Dutch budget to include billions for environment issues, €500m to fight organized crime
This article was expanded as more information became available
The Dutch Cabinet is expected to allocate another 6 to 7 billion euros to reduce CO2 emissions. About a half-billion will also be used to fight crimes which undermine society. The two plans are the first initiatives to leak out in advance of Prinsjesdag, when the Cabinet presents its proposed budget for the upcoming year.
This was decided during the budget negotiations that were concluded on Monday. Political insiders confirmed the plans to ANP after it was reported by De Telegraaf. The plans will be announced on Prinsjesdag, which falls on September 21 this year.
The billions of euros to tackle emissions reduction will mainly be spent in the form of subsidies. In some cases these may be used to stimulate sustainable energy production for companies.
It was already known that something would be done to reduce carbon dioxide (CO2) emissions, but the amount of money allocated was unknown. Left-wing parties have been urging the Cabinet for some time to work on this more quickly, also because of the verdict in the Urgenda lawsuit against the State.

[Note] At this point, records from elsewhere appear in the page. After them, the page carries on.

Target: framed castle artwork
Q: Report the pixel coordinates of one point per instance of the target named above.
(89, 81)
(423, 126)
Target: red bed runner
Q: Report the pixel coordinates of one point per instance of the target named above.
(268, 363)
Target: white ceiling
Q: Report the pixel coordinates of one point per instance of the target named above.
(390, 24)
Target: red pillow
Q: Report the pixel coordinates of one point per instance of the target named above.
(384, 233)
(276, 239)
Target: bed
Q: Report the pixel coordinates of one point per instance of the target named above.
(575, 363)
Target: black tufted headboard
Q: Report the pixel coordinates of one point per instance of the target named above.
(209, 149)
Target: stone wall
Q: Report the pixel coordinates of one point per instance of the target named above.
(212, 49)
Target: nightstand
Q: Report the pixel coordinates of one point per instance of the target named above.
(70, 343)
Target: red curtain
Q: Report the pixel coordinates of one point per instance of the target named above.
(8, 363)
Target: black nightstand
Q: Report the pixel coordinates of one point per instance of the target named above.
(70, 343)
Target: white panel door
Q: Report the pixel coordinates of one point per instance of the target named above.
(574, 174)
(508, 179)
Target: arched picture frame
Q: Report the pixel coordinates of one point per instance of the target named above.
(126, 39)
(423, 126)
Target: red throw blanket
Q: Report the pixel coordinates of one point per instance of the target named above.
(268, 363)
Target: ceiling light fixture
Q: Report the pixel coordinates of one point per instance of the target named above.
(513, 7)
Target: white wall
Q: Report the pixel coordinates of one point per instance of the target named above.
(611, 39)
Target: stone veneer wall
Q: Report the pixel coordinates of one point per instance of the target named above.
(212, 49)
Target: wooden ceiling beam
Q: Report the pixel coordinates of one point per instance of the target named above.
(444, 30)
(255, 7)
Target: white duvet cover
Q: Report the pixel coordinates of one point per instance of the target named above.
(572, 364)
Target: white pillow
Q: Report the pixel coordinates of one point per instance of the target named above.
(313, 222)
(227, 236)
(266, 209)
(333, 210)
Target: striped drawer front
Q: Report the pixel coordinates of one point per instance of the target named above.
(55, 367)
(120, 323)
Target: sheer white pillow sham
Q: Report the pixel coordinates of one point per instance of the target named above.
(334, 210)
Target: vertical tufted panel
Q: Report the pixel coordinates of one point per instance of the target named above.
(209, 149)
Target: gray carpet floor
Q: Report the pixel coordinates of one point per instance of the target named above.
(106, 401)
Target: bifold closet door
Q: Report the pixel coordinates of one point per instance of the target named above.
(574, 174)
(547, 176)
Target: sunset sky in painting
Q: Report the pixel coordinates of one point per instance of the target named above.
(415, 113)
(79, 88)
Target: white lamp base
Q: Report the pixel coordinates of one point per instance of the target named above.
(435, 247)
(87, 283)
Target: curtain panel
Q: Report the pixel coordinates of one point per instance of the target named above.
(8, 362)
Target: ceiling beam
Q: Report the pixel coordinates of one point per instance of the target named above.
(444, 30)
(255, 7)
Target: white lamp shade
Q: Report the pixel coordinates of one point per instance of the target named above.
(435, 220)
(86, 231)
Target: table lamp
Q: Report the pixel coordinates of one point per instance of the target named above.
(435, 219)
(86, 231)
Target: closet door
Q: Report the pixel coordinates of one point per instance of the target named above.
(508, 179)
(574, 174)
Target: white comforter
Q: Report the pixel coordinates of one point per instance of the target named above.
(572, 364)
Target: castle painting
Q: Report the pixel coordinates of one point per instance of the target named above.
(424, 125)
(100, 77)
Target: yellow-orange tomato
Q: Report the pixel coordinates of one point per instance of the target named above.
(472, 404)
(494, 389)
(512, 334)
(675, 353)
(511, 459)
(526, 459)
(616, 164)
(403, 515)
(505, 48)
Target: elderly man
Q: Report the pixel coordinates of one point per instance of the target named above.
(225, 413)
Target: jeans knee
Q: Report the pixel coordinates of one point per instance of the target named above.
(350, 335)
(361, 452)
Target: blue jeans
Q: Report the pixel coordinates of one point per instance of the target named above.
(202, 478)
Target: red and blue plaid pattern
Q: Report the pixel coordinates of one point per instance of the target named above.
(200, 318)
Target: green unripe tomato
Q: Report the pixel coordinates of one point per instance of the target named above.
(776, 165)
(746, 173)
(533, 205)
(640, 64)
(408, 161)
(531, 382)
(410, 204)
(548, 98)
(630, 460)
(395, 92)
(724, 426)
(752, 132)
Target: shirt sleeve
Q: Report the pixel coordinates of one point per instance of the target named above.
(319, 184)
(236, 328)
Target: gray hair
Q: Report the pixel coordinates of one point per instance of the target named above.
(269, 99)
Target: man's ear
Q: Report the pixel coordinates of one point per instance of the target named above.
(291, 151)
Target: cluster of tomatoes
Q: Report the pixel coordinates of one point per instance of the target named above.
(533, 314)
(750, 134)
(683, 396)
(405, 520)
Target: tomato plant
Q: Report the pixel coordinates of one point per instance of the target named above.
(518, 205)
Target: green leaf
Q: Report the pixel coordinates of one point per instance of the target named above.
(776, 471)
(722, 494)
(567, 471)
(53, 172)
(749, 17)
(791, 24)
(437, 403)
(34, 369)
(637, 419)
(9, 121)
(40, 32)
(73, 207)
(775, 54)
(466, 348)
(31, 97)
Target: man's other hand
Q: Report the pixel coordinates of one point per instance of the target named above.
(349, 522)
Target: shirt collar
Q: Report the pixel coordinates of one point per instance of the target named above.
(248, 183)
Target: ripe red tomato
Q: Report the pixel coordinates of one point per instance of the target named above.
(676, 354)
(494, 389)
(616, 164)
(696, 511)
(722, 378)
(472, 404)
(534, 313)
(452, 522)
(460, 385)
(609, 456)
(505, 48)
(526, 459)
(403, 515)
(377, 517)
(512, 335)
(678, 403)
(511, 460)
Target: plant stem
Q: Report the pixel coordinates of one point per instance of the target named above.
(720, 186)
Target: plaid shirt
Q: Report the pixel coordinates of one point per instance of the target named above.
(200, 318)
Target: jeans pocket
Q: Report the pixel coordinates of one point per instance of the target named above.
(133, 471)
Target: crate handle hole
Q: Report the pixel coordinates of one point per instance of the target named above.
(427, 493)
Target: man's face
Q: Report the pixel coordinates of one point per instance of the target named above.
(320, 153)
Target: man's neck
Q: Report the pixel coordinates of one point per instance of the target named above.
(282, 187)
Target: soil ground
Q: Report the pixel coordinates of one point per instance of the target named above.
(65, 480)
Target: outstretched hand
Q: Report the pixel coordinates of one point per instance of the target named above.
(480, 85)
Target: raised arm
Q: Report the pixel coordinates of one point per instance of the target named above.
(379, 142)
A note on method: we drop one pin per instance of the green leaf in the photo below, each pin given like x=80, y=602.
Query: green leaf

According to the ruling in the case brought by environmental movement Urgenda, the Cabinet must reduce CO2 emissions by a quarter compared to 1990. Parties from both the opposition and the ruling coalition had called on State Secretary Dilan Yesilgöz to come up with a plan before the summer, but she indicated that she needed more time.
The money set aside to reduce emissions will, in part, go towards existing subsidies for both businesses and individuals. There are no plans yet to close an additional coal-fired power station.
No decision will be made on Budget Day about measures to further reduce nitrogen emissions. This will be up to the next Cabinet, sources say. A proposal for the longer term to create more space for housing within nitrogen emissions reduction plans is already being examined. Such a proposal could also be employed by the parties which form the next Cabinet
Half-billion to tackle undermining criminality
Roughly 500 million euros will also be earmarked annually to combat, among other things, subversive crime. Part of the money will be invested in improving the monitoring and security system.
Justice Minister Ferd Grapperhaus had previously alluded to needing extra money to better tackle organized crime. The Tweede Kamer also supports that concept.
A committee is currently investigating the systems for monitoring and protection, including their use for people under threat. In addition, the Dutch Safety Board (OVV) is investigating the security of journalist Peter R. de Vries, who was shot dead in July after recording an edition of RTL Boulevard for broadcast on television.